Irish Early Music group, tonos, comprises Róisín O’ Grady (Soprano) and Eamon Sweeney (Baroque Guitar), and specialises in the little-known repertoire for voice and early guitar. Our performances feature a unique blend of Irish and European music from the 16th, 17th & 18th centuries from diverse sources as Claudio Monteverdi, Turlough O’Carolan, John Dowland, Jean-Baptiste Lully, Henry Purcell and Traditional Irish music. We particularly enjoy juxtaposing Early Irish music with works by contemporaneous English and Continental masters: highlighting common threads and distinct differences. The employment of Irish harpers at many European royal courts during the Renaissance and Baroque periods inspires our repertoire, and we like to investigate how Irish and European music may have cross-fertilised.

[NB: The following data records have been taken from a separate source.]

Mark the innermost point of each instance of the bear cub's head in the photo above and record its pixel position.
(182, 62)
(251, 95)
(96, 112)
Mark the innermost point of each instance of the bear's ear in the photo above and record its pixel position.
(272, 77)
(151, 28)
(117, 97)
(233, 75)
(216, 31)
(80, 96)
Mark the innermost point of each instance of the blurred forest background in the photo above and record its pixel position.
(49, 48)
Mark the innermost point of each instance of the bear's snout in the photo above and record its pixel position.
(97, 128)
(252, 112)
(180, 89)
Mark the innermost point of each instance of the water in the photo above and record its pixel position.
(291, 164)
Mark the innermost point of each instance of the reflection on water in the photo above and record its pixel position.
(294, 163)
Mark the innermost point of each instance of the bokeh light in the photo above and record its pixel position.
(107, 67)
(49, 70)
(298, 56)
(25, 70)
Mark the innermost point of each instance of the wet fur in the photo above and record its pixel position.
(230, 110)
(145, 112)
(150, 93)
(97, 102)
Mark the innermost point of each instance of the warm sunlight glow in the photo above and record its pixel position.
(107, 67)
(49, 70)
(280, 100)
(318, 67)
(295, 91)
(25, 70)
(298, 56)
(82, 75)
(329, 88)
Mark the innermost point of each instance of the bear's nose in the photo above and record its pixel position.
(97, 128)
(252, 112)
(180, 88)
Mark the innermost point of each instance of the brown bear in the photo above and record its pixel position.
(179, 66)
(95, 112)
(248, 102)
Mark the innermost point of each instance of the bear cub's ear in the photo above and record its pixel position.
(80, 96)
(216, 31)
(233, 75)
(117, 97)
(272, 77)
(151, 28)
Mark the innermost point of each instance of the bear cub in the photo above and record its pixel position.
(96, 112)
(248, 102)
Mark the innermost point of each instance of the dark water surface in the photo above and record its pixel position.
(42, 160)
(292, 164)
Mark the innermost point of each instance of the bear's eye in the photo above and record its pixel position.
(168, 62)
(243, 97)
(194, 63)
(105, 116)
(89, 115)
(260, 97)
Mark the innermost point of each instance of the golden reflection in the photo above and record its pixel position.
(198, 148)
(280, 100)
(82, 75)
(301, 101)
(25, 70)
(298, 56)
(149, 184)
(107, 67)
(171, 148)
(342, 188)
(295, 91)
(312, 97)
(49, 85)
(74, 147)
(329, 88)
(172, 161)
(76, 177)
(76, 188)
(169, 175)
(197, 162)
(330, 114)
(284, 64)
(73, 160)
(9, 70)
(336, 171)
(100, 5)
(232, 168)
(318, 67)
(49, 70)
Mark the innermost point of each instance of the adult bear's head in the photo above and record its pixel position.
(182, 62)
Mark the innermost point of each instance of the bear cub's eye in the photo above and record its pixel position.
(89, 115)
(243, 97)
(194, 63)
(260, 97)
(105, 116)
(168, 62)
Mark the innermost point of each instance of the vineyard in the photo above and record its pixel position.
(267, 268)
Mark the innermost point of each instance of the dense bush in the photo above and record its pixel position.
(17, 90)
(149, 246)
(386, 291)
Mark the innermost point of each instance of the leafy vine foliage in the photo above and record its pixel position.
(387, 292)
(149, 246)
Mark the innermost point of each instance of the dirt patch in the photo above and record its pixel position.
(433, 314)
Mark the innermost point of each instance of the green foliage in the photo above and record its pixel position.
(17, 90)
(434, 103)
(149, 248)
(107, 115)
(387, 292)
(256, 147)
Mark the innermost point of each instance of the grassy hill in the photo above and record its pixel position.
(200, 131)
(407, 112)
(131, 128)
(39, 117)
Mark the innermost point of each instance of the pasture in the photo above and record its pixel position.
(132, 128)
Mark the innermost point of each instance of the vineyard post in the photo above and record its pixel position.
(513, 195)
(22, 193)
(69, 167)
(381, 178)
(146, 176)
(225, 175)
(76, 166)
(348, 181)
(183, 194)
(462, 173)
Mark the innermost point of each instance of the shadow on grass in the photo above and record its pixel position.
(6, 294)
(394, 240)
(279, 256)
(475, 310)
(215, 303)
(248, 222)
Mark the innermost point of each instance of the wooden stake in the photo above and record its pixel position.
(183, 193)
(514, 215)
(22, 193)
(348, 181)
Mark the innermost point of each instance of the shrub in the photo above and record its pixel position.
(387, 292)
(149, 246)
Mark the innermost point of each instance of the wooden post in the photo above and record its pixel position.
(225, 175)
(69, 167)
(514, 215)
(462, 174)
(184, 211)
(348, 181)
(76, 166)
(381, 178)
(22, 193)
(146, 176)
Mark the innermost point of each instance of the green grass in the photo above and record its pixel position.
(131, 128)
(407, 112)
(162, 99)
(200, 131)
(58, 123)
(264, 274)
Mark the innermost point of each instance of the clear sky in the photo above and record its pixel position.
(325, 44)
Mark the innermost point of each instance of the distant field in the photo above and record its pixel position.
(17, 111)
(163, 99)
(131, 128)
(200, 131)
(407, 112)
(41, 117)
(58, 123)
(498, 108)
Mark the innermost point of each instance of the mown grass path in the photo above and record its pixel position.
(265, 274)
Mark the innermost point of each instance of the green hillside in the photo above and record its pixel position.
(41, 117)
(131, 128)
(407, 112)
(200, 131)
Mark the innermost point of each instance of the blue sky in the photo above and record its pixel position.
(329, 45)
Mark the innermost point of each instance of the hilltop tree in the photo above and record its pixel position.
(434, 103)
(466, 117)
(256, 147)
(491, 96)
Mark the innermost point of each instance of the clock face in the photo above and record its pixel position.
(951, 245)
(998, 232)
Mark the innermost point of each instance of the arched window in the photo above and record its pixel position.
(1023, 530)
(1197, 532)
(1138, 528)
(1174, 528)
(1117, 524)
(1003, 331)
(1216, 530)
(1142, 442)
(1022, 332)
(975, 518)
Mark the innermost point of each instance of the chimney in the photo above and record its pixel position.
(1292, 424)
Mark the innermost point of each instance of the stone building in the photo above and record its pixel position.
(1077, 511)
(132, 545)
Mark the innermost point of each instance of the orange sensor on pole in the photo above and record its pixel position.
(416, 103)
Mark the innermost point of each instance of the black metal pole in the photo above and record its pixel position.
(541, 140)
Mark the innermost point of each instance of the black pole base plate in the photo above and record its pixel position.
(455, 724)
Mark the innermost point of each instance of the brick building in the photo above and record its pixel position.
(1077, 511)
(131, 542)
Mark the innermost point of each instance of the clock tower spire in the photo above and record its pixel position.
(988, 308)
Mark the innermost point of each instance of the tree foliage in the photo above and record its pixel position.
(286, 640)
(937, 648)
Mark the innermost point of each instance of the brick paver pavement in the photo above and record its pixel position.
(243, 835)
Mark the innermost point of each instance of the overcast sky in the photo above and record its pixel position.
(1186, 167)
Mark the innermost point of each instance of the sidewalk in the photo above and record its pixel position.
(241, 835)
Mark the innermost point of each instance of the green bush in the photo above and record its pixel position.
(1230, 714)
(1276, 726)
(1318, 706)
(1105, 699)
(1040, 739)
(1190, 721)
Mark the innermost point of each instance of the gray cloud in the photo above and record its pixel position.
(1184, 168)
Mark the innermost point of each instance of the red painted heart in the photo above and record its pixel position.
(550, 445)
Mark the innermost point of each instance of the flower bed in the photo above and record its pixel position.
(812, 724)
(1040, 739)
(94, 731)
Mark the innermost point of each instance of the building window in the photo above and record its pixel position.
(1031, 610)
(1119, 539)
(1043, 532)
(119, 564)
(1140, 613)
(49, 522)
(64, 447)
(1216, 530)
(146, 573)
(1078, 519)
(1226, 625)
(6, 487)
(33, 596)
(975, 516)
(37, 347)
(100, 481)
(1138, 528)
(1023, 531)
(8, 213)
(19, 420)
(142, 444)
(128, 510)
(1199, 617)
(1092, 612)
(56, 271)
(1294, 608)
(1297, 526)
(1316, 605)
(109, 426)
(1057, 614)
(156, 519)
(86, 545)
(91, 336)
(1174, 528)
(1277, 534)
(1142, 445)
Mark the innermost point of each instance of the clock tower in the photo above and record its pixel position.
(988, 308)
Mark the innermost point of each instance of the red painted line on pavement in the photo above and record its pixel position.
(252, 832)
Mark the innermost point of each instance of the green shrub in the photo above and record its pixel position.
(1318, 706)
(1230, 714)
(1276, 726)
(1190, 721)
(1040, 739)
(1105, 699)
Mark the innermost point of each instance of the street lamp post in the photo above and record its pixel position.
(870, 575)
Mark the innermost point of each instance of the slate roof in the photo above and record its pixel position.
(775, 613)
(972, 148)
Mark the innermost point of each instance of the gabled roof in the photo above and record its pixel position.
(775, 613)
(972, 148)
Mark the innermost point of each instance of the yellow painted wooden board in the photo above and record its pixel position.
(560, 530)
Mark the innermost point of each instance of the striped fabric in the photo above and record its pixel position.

Concerts programmes tend to be structured around a particular historical theme; recent themes have included The Wild Geese and The Flight of the Earls. Quotes are employed from early literary sources (e.g. The Annals of the Four Masters, English State Papers); the better to flesh out the narrative and deepen the sense of atmosphere.

tonos music appeals to a large cross-section of the concert-going public, attracting audiences who enjoy Classical Music, Early Music, Irish Music, Vocal Music, Guitar Music. While the concerts are highly accessible to a general public they also appeal to the specialist: our Performance Practice is always historically-informed.

The Spanish word ‘tonos’ translates as ‘tone.’ With regard to seventeenth-century Spanish music it might suggest a scale suggested by each guitar chord. However, the term originates from Ancient Greece where it described a musical concept pertaining to the placement of scale patterns at different pitches. In the modern Greek language ‘tonós’ indicates the stressed syllable of a word. We also like that the resonance of the word resembles ‘sean-nós’, meaning ‘old-style’ in the Irish language.